清木教授の作文について批判したい。まず、「インパクトのあるキーワードの濫用」を批判しているが、あげられた単語にインパクトは無い。重篤な有害事象は一般的な語感と医療上の意味が異なるようなので問題になるかも知れないが、臨床試験は人体実験なのは間違いないし、東京大学や医科学研究所にインパクトがあると思っているなら自意識過剰だ。次に、事実の歪曲を批判したいのであれば、事実歪曲を淡々と指摘するべきであろう。付随した議論をしたいのであれば、節を分けて見出しをつけるべきだ。最後に、将来有望な癌ワクチン開発の阻害になると批判するか、報道にも良識が必要だと批判するか、どちらかに主張を絞るべきだ。立場からすると、前者を強調するべきではないであろうか。

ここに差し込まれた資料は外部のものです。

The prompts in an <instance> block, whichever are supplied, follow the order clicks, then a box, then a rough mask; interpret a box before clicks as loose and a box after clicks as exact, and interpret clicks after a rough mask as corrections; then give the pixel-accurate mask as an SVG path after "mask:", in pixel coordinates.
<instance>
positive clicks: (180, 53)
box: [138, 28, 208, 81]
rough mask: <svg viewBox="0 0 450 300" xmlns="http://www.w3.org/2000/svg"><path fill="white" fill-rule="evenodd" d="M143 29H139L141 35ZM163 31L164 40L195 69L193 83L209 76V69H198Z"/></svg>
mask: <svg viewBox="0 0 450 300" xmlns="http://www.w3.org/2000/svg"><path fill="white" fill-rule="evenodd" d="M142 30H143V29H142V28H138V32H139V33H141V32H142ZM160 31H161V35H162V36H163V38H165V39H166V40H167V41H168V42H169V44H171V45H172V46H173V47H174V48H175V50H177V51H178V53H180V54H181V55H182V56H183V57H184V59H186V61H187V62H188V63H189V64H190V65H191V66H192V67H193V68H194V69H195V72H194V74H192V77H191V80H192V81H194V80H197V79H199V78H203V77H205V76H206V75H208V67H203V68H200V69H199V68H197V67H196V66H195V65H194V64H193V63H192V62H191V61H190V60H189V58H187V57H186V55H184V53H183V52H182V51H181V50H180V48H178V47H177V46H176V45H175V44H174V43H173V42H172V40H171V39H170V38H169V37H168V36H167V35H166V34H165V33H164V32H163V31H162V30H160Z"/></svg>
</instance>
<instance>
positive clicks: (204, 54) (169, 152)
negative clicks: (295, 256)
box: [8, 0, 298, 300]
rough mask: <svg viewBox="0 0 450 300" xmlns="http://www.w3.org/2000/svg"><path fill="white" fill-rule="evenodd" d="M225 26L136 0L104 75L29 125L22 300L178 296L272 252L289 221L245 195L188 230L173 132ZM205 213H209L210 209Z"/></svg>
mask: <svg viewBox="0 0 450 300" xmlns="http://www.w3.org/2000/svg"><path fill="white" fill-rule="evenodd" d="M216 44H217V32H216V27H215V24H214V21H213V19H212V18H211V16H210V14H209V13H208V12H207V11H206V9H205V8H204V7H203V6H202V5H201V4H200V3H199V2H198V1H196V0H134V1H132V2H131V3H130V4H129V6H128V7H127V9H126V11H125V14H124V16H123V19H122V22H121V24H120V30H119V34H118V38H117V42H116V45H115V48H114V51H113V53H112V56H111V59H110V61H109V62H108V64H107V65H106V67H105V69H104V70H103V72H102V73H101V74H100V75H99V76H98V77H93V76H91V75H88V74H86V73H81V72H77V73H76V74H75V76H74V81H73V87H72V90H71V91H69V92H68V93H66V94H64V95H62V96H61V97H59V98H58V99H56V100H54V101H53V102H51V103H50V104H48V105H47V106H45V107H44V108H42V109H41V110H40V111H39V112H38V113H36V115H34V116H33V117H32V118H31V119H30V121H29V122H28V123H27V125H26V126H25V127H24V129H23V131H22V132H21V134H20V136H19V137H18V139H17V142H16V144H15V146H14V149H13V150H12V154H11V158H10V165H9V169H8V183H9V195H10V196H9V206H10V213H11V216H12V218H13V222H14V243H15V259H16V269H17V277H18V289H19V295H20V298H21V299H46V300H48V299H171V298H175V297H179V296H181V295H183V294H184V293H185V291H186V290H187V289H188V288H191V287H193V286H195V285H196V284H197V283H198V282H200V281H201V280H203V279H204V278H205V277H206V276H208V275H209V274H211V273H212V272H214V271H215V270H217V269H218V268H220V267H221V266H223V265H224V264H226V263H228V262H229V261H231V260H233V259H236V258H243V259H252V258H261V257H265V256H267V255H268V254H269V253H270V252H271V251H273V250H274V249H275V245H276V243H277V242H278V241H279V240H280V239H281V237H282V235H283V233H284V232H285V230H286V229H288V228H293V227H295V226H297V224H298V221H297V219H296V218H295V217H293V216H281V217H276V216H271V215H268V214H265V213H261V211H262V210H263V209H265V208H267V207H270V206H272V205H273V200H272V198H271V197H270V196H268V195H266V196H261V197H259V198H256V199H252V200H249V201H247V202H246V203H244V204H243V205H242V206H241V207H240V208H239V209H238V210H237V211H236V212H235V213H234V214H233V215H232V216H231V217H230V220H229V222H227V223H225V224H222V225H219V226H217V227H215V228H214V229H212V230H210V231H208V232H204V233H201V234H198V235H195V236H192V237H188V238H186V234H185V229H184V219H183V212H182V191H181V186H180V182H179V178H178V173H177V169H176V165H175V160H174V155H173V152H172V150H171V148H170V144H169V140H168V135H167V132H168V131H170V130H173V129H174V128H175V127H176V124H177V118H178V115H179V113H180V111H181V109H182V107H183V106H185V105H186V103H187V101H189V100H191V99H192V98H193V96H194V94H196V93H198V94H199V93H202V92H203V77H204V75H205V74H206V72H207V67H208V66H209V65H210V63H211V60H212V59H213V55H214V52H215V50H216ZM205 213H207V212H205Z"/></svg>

東大医科研の公式声明と、清木教授の私的反論が分かれている時点で、周囲の制止を押しのけて怒りを表明したのだと思う。しかし朝日新聞に対して法的処置を考えるぐらいなら、一般の人にもわかりやすいコンパクトな作文を心がける方が、他のメディアの反応も良くなり効果的では無いであろうか。やっている事に正当性があっても、このプレゼンテーションでは訴求力が欠けると言わざるをえない。